- Jaj Location in Lebanon
- Coordinates: 34°9′53″N 35°48′19″E﻿ / ﻿34.16472°N 35.80528°E
- Country: Lebanon
- Governorate: Keserwan-Jbeil
- District: Byblos

Area
- • Total: 11.74 km^{2} (4.53 sq mi)
- Elevation: 1,220 m (4,000 ft)

= Jaj =

Jaj (جاج, also spelled Jaje) is a mountainous village in the Byblos District of Keserwan-Jbeil Governorate, Lebanon. It is 68 kilometers north of Beirut. Jaj has an average elevation of 1,220 meters above sea level and a total land area of 1,174 hectares. Its inhabitants are predominantly Maronite Catholics. Jaj is known for its cedar trees high in the mountains.

==History==
Human habitation in Jaj can be traced back to Phoenician times. They made good use of its cedar forest and built their ships from its woods.

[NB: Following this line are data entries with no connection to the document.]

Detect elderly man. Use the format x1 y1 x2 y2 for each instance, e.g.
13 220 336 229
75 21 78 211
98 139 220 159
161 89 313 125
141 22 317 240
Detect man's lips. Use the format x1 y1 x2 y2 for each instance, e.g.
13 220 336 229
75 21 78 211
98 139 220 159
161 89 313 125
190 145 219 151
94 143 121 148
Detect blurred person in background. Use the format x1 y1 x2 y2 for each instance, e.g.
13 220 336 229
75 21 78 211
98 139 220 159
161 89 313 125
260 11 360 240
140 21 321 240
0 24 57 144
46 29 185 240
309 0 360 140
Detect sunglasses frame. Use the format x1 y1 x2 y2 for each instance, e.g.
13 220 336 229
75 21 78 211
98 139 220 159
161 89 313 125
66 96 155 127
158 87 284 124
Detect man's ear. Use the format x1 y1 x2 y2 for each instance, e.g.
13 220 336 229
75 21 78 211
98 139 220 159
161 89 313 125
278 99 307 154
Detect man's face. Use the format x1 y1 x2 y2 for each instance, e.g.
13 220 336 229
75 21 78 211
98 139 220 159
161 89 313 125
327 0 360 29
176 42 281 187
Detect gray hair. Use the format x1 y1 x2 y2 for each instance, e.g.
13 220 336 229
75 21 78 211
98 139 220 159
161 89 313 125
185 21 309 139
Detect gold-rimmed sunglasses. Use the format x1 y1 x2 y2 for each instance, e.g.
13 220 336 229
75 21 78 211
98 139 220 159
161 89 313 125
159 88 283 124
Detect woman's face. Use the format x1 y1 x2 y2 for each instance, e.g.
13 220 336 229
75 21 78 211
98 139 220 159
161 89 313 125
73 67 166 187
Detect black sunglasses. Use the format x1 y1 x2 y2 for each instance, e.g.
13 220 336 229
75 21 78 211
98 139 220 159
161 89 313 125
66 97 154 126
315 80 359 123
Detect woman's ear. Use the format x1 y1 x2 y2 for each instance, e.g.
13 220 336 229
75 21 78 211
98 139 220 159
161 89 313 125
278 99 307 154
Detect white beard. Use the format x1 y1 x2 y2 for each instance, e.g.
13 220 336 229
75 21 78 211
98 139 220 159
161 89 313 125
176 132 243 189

The village was formally established as a settlement by the Maronite Al-Semrani clan, resisting Islamic conquests in the Levant.

In the middle ages, the village is said to have been settled by crusaders and had a famous tower the villagers called "Tower of Crusaders" that was originally built by the Romans.
In Ottoman times, the village was religiously diverse from early on.

Ottoman tax registers of 1519 indicate Jaj had a population of 28 Christian and 21 Shia Muslim households.

In Maronite literature, Jaj was the headquarters of the Sunni Muslim sheikhs of the Byblos region during the early Ottoman era, and that the Shia Muslim Hamade sheikhs Ali Dib, Ahmad Abu Za'zua and Sirhan succeeded them in 1600 by killing them on behalf of the Sayfa clan of Tripoli.

According to Lebanese historian Issa Alexander Maalouf, the Geagea family of Bsharri, to which politician Samir Geagea belongs, originated from the village of Jaj. The family was originally called Ma'eit and became known as "Geagea", which means "to control the donkeys" in Arabic because a forefather of the family used to care for the donkeys of the local Maronite patriarch Youhanna al-Jaji (1404–1455) of Jaj.

On 1 September 2020, French President Emmanuel Macron visited Jaj and planted a cedar tree to mark the centennial of Greater Lebanon.